This is a non-validating parser for XML files encoded in UTF-8.
This library is published under the Apache License 2.0, please feel free to use it and change it. Any remark or suggestion or pull requests are welcome, see also my contact information on my website.
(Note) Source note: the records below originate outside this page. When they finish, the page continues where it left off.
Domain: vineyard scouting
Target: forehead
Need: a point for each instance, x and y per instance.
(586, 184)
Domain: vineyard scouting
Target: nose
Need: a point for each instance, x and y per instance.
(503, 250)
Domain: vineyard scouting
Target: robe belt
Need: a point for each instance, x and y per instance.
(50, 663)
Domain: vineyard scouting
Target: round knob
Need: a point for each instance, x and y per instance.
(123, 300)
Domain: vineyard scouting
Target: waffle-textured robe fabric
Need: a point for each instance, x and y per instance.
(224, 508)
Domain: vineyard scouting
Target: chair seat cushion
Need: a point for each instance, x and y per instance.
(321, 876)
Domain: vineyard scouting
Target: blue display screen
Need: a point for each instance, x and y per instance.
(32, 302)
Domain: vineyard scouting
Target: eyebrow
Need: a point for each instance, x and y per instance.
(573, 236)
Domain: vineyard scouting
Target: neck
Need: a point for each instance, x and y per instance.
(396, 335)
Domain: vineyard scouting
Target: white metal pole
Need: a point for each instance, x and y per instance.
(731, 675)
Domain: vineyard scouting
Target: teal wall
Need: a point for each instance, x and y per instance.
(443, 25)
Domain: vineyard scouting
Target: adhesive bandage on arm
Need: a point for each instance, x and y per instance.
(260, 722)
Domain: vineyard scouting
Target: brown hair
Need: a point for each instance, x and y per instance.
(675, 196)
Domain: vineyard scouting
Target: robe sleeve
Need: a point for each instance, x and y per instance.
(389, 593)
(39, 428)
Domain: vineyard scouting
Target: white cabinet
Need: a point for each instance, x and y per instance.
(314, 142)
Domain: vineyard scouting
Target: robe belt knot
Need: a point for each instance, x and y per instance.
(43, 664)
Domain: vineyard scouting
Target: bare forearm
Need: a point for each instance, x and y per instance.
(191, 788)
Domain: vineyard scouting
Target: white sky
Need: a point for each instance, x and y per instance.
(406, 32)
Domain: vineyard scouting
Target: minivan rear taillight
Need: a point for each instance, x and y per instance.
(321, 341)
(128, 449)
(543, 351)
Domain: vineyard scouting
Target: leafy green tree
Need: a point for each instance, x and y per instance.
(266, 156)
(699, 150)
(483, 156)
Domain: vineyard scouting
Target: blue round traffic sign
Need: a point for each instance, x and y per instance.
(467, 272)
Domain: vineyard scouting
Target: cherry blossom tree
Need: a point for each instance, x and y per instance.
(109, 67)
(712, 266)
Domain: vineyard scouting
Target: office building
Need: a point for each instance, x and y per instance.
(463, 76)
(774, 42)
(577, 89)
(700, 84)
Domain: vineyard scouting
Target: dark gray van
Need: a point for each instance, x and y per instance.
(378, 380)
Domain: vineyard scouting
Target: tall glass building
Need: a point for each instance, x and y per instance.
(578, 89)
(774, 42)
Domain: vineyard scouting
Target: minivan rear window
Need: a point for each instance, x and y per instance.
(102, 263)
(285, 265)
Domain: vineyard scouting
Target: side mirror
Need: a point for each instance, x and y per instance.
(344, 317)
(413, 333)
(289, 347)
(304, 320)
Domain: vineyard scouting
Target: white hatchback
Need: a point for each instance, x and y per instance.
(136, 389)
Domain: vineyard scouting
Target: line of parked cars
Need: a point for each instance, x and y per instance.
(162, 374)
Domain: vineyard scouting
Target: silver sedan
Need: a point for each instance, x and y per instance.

Entities that are not understood as external entities according to the internal subset of the document (they are then called "internal" entities here) can be replaced by the client. Internal entities in attribute values have to be replaced by the client, internal attributes in text might remain. This entity handling can be added by the client in form of a trailing closure to the parse call, receiving the entity name and the optional names of the element and the attribute, if the entity is from an attribute value.
Besides entity handling, the client uses the parser by an instance of type "XMLEventHandler" defined in the (XMLInterfaces)[https://github.com/stefanspringer1/XMLInterfaces] repository.
More documentation will be added (if the active repository is not moved yet, see abobe), either in this README file or as code comments.
Fopr testing of the parser, one might want to use one of the following functions. They print the parser event together with extractions according to the binary and text positions that are reported:
func xParseTest(forData: Data, writer: XTestWriter, fullDebugOutput: Bool)
func xParseTest(forPath: String, writer: XTestWriter, fullDebugOutput: Bool) throws
func xParseTest(forText: String, writer: XTestWriter, fullDebugOutput: Bool)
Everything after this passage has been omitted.